Don't place the executable in the local filesystem (/tmp) as each node has its
own /tmp . Files placed into /tmp on the front end node won't be available on
the compute nodes, so mpirun won't be able to start processes on compute nodes.
* One can use the storage on the disk drive on each of the compute nodes by reading
and writing to $TMPDIR. This is temporary storage that can be used only during
the execution of your program. Only processors executing on a node have access
to this disk drive. Since 4 processors share this same storage, you must
include the rank of the executing MPI processes when reading and writing files
to $TMPDIR. The size of $TMPDIR is about 130 GB.
* By default the job will be terminated if no MPI communications have been
detected within 15 minutes. To turn off this feature use `-q 0' mpirun option:
mpirun -q 0 -np 2 ./a.out
For more information read man mpirun (search for -quiescence-timeout option)
* The -e and -o PBS files are not available until PBS jopb finishes, so you
may want to use 'mpirun -np 12 a.out >& output_file' . Then you can see
the output from lightning while the job is running. Alternatevily you can use
qpeek command:
qpeek job# shows STDOUT while job is running.

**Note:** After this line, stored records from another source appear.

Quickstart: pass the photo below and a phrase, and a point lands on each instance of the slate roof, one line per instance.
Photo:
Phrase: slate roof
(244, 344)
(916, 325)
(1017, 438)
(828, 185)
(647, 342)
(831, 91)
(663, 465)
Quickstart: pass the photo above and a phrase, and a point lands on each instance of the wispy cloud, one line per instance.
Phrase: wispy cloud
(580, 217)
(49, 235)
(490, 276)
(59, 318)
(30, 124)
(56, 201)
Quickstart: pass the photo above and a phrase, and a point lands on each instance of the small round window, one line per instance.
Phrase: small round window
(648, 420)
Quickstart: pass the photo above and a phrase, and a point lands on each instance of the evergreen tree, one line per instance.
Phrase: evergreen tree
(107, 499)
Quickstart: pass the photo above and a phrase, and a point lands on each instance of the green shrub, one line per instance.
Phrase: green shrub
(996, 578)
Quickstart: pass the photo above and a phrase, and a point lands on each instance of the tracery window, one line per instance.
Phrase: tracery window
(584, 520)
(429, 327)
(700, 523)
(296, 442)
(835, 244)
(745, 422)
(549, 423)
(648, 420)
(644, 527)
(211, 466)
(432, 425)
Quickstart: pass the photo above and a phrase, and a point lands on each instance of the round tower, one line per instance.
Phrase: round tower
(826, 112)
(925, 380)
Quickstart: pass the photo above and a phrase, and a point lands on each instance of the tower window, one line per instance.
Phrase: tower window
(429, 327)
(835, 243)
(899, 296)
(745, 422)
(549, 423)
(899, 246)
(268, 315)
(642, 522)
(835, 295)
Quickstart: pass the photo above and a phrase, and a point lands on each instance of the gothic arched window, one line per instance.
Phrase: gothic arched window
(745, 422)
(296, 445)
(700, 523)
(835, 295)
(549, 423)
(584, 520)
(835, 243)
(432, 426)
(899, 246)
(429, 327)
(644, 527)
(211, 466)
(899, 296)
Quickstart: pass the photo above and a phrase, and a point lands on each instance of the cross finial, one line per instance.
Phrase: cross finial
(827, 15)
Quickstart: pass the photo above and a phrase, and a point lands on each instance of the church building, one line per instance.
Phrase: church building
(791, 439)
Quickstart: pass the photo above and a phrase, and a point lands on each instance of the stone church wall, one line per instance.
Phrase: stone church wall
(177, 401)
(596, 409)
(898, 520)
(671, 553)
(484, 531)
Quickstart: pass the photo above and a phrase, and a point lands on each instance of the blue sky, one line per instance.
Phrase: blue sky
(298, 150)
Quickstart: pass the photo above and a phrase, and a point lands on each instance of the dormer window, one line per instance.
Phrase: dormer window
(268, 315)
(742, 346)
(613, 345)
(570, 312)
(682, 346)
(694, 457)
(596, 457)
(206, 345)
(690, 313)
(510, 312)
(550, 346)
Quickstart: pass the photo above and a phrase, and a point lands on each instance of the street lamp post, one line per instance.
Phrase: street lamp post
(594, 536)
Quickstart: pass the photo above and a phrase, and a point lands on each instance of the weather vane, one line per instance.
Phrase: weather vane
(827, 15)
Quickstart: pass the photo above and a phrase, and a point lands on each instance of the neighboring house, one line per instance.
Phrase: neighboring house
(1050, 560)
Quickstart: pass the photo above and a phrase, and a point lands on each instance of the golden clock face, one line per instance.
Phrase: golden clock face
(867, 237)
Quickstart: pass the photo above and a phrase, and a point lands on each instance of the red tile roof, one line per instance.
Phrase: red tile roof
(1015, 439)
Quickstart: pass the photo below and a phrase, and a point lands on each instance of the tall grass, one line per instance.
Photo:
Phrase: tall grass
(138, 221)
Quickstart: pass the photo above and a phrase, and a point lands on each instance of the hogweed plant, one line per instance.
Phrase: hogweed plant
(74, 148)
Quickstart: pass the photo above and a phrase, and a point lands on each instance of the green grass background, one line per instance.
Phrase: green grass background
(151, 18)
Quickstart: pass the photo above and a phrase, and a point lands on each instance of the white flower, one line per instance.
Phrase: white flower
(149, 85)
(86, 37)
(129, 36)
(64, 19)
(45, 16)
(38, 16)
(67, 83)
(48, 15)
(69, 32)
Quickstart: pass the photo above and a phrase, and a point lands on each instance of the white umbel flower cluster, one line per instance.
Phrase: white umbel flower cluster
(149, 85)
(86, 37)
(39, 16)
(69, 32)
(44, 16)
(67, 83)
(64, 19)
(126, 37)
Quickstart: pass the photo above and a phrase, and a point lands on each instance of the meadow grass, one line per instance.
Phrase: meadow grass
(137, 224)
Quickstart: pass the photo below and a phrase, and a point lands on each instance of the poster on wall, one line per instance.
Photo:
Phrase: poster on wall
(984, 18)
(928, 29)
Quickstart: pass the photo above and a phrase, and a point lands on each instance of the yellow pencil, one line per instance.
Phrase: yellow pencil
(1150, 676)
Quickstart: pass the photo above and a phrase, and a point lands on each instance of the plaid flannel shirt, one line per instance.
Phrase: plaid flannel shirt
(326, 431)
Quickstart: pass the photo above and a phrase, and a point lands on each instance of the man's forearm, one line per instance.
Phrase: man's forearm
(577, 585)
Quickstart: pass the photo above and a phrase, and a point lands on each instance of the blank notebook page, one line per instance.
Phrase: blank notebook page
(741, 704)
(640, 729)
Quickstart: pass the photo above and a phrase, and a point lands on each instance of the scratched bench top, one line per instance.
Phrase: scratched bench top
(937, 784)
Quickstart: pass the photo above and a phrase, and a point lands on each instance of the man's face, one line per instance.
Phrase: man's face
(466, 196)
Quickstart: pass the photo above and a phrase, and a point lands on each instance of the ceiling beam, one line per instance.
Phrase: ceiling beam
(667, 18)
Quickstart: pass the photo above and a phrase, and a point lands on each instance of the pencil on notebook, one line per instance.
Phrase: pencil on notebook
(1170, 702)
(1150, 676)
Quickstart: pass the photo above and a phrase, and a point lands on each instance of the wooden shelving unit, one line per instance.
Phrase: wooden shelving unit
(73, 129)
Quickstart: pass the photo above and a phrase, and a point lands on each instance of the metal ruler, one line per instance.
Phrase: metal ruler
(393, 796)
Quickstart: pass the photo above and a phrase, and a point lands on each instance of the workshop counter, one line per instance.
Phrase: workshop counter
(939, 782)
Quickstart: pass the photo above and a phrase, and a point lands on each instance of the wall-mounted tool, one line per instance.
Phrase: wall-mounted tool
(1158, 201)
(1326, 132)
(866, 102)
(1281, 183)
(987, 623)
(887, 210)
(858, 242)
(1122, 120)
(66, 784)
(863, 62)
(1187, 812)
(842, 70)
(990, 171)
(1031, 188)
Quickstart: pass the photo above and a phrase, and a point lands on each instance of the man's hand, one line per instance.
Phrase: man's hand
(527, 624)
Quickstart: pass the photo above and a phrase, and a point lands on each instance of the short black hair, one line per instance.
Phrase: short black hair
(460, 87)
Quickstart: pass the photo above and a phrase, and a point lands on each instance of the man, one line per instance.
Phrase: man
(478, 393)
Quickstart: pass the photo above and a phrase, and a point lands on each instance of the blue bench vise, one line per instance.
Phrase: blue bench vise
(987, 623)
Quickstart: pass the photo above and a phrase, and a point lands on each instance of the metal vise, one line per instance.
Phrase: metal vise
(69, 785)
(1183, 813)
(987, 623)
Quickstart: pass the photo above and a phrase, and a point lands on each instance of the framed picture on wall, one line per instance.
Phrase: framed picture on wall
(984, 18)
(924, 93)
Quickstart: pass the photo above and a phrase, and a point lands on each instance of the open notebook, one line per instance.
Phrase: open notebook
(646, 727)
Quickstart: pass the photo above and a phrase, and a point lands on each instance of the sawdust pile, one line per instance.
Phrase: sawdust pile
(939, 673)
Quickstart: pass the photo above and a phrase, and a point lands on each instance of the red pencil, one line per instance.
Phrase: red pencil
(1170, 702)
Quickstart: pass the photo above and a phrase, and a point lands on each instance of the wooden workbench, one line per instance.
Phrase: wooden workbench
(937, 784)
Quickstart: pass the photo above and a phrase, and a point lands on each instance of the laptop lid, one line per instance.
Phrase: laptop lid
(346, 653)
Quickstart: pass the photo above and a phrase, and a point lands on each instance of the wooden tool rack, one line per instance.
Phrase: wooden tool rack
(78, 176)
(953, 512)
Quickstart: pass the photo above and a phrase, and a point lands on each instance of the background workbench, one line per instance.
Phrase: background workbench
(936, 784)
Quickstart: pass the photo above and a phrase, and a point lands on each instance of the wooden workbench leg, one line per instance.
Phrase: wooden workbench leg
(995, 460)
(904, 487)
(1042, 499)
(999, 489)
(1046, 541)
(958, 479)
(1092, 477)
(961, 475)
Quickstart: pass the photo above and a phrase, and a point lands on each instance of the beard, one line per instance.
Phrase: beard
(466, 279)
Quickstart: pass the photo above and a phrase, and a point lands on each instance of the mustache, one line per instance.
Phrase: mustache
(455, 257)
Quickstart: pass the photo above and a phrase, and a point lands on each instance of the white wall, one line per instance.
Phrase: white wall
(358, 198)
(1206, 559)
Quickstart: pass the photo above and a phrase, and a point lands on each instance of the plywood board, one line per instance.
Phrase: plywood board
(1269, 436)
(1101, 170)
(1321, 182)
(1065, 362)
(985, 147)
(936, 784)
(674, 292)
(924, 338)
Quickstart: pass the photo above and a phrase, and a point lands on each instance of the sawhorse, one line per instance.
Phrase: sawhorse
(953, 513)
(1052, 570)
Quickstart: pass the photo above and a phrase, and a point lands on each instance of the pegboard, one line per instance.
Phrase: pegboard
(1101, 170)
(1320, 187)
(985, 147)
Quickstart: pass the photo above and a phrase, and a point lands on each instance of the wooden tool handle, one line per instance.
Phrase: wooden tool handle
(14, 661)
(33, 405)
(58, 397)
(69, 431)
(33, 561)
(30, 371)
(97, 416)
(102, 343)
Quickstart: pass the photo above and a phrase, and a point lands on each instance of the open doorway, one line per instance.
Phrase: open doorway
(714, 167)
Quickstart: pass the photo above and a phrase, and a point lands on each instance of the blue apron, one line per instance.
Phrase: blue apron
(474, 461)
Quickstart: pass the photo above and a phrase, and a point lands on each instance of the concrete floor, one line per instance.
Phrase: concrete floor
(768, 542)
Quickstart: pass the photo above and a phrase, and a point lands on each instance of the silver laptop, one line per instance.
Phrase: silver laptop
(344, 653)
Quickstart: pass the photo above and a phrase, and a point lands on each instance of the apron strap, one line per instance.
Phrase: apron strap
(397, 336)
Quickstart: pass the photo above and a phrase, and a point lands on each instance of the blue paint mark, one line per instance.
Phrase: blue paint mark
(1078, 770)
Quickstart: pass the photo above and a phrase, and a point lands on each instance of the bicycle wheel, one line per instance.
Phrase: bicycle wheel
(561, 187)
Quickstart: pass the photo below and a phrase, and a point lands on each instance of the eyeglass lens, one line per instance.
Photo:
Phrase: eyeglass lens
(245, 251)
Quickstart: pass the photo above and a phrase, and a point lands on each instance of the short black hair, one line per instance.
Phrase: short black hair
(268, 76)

qpeek -e job# shows STDERR while job is running.
* For convenience an mpirun command can be submitted to the batch queues using
the command bmpirun rather than mpirun. E.g. bmpirun -np 8 ./a.out
Restrictions: no more than 16 processes
no more than 1 hour
output does not appear until after the command is complete.
The command runs immediately if enough nodes are free, otherwise, it waits
in the queue. If you use CNTL-C to exit the command, you also need to
qdel the associated job in the PBS queues.